It’s not at all unusual for some dogs to be very anxious when they go to the groomer. Grooming anxiety is a very real thing in dogs, and can manifest itself in a wide variety of ways, from simple panting or salivating to trembling, wining, barking and even becoming ill. Whether or not a dog will suffer from grooming anxiety is nearly impossible to predict—even dogs that have been well socialized might have a difficult time at the groomer.

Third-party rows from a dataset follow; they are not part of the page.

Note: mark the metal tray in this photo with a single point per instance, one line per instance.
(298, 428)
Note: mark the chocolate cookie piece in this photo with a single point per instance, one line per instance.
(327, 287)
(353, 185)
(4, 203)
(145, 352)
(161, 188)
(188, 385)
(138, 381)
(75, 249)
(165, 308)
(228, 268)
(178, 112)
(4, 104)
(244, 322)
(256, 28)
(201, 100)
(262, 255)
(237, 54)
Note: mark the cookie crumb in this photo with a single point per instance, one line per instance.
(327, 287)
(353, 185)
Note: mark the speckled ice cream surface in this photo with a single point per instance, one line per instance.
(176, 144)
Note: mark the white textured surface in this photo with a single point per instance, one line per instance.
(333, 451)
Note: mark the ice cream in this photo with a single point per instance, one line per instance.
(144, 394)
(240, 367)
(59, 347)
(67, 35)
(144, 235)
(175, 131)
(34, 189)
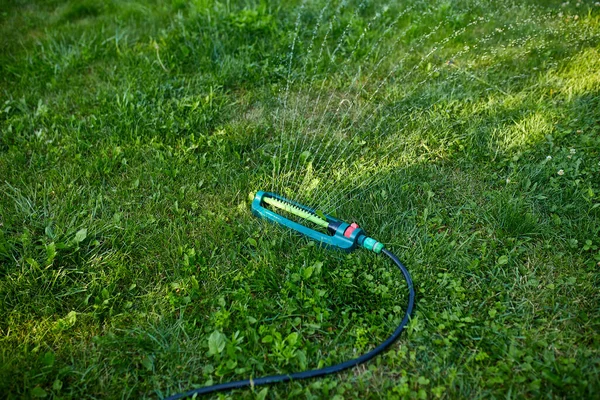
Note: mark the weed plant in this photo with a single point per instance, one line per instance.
(133, 134)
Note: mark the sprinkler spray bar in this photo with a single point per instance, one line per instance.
(342, 235)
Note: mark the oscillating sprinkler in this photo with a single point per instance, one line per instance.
(340, 235)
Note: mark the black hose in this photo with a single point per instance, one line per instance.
(322, 371)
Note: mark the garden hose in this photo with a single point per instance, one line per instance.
(343, 236)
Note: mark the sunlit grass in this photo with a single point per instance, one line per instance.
(463, 135)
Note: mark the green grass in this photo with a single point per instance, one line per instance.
(463, 135)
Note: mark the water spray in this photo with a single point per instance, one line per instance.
(337, 235)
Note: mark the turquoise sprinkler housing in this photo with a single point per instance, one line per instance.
(342, 236)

The good news is that there are some steps you can take to cut down on your dog’s grooming anxiety in Henderson, NV. Here are a few tips:
- Make sure the dog is okay with being handled: One of the most common causes of grooming anxiety is a fear or discomfort associated with being handled in particularly sensitive areas, including the ears, muzzle, paws, tail and rear. You can train your dog to stay relaxed with different kinds of touching, even in those sensitive spots, which will make them more likely to stay relaxed when at the groomer. One strategy is to pair a word with a soft, gentle touch at that area, such as “ears,” then give the dog a treat while or immediately after petting that area. This will help the dog build positive associations with being handled in those areas.
- Make the trip a special occasion: You can build up other positive associations with the trip to the groomer. You can perform some treat training in the lobby or the parking lot, or take the dog for a walk in the area. Pair some sort of activity your dog likes with the trip. Make sure to bring along plenty of treats so that every time the dog complies with the instructions the groomer provides or allows the groomer to handle them, you can properly reward the pet for its obedience.
- Adjust the experience as needed: You might need to get creative with how you tailor the grooming experience for your pet. If, for example, you know your dog gets frightened by being lifted on to the grooming table, you might consider using a ramp to allow the dog to get up there on its own. If the dog gets frightened by running water being sprinkled over its head, you might instead use damp cloths or special facial wipes. You might try playing with the temperature of the water, or using anti-slip mats so the dog doesn’t skid around on a slippery surface. Pay attention to the dog’s behavior, and if you can tell certain aspects of grooming make it uncomfortable, find ways to adjust.
There will be some people who might suggest using a muzzle, but this is a strategy that should only be implemented if your dog has already been trained with muzzling. Otherwise, the dog is likely to become even more anxious when visiting the groomer.